O Valor da História: A Cédula de 100 Cruzados e o Legado de Juscelino Kubitschek

 

Fotografia em estilo artístico de uma cédula antiga de 100 Cem Cruzados do Brasil, ano 1986, exibindo a efigie do presidente Juscelino Kubitschek e detalhes arquitetônicos de Brasília, disposta harmoniosamente sobre uma mesa de madeira rústica

O colecionismo de cédulas e moedas vai muito além do simples ato de guardar objetos antigos num mostruário.

​Cada exemplar que sobrevive ao tempo carrega nas suas fibras e gravuras a história económica, a política e a identidade de uma nação inteira.

​Hoje, trazemos para a mesa do blog uma análise aprofundada de uma das cédulas mais emblemáticas do final do século XX no Brasil: 

os 100 Cruzados de 1986, que homenageia o presidente Juscelino Kubitschek.

​ A Transição Monetária e o Nascimento do Cruzado

​Para compreendermos a importância desta peça na numismática, é fundamental olhar para o contexto do seu lançamento.

​Em fevereiro de 1986, o Brasil implementou o Plano Cruzado para combater a inflação galopante da época, substituindo o antigo padrão do Cruzeiro.

​Esta cédula de 100 Cruzados nasceu justamente nesse cenário de mudança, trazendo um design renovado, limpo e altamente sofisticado para a época.

O Simbolismo na Efigie de JK e na Infraestrutura

​O anverso (frente) da nota traz o retrato expressivo de Juscelino Kubitschek de Oliveira, o marcante presidente do "Cinquenta anos em cinco".

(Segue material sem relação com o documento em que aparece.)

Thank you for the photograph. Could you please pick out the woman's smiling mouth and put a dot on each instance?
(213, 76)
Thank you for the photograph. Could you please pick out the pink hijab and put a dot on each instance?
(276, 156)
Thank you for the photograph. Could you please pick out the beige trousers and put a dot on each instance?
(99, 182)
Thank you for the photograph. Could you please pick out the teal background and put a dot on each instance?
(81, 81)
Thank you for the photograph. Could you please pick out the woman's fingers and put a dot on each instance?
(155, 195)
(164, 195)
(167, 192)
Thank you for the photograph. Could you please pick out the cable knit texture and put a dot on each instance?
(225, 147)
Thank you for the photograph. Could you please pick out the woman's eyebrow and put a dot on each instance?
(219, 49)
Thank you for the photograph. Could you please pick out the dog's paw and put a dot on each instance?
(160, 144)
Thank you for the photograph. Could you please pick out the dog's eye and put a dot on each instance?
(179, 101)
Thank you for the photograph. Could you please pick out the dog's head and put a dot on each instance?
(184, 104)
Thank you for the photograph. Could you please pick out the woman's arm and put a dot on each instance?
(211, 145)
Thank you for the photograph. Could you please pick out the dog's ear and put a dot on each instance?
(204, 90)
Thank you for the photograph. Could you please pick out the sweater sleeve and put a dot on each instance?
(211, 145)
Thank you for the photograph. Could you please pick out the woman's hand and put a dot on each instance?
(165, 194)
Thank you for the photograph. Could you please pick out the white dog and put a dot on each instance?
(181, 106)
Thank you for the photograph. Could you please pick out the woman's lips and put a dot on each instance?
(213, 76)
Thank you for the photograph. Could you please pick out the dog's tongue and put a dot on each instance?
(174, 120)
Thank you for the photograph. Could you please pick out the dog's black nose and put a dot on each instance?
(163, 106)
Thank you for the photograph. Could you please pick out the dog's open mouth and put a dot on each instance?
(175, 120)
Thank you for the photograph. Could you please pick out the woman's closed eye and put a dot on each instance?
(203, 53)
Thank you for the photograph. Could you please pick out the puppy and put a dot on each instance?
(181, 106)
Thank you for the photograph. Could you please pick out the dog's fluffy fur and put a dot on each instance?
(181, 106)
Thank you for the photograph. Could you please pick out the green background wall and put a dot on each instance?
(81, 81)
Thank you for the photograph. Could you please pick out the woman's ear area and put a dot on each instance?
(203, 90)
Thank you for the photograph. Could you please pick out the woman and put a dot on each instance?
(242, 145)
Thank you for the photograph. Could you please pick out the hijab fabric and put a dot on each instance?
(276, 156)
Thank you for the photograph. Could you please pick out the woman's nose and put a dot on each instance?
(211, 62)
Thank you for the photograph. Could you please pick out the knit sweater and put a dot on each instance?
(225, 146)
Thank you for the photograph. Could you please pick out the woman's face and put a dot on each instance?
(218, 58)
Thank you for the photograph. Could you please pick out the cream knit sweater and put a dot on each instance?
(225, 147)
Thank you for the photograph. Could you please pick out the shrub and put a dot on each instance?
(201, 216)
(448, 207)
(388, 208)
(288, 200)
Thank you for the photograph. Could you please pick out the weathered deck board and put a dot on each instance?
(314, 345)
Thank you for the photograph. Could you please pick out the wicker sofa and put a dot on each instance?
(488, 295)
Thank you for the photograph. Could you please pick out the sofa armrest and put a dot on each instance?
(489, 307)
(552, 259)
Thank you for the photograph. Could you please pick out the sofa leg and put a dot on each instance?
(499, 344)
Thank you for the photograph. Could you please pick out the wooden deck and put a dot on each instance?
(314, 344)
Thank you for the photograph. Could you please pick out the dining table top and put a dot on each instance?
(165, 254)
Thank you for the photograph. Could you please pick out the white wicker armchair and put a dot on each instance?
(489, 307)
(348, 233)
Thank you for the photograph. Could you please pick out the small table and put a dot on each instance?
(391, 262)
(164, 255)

​Ao fundo da sua efigie, a presença da Usina Hidrelétrica de Três Marias evoca o período de forte industrialização e investimentos em energia que marcaram os anos 50.

​As linhas finas da gravação em talho-doce revelam o extremo zelo e a alta qualidade técnica que a Casa da Moeda aplicava na produção do dinheiro.

Brasília e os Candangos no Reverso

​Ao virarmos a cédula, somos transportados diretamente para o coração político e arquitetônico da nova capital federal.

​A ilustração do Palácio do Congresso Nacional destaca as linhas curvas e inovadoras projetadas por Oscar Niemeyer.

​Ao lado, a presença do monumento aos Candangos (Os Dois Guerreiros) serve como um tributo aos milhares de operários que ergueram a capital no cerrado.

Dicas Essenciais de Conservação para o Colecionador

​Armazenamento Adequado: Mantenha sempre as suas cédulas em invólucros de plástico inertes e livres de PVC para evitar o amarelamento do papel. ​

Manuseio Correto: Utilize pinças numismáticas com ponta protegida ou luvas de algodão para evitar a transferência de oleosidade para a nota.

 ​Proteção Contra Luz: Evite expor os seus exemplares à luz solar direta ou a lâmpadas fortes, prevenindo o desbotamento das tintas originais. 

​Conclusão:

Examinar de perto uma cédula como esta é fazer uma verdadeira viagem no tempo e valorizar a evolução da nossa arte monetária.

​Se você possui um exemplar guardado ou está iniciando agora a sua coleção, saiba que tem em mãos um fragmento da história do desenvolvimento do país.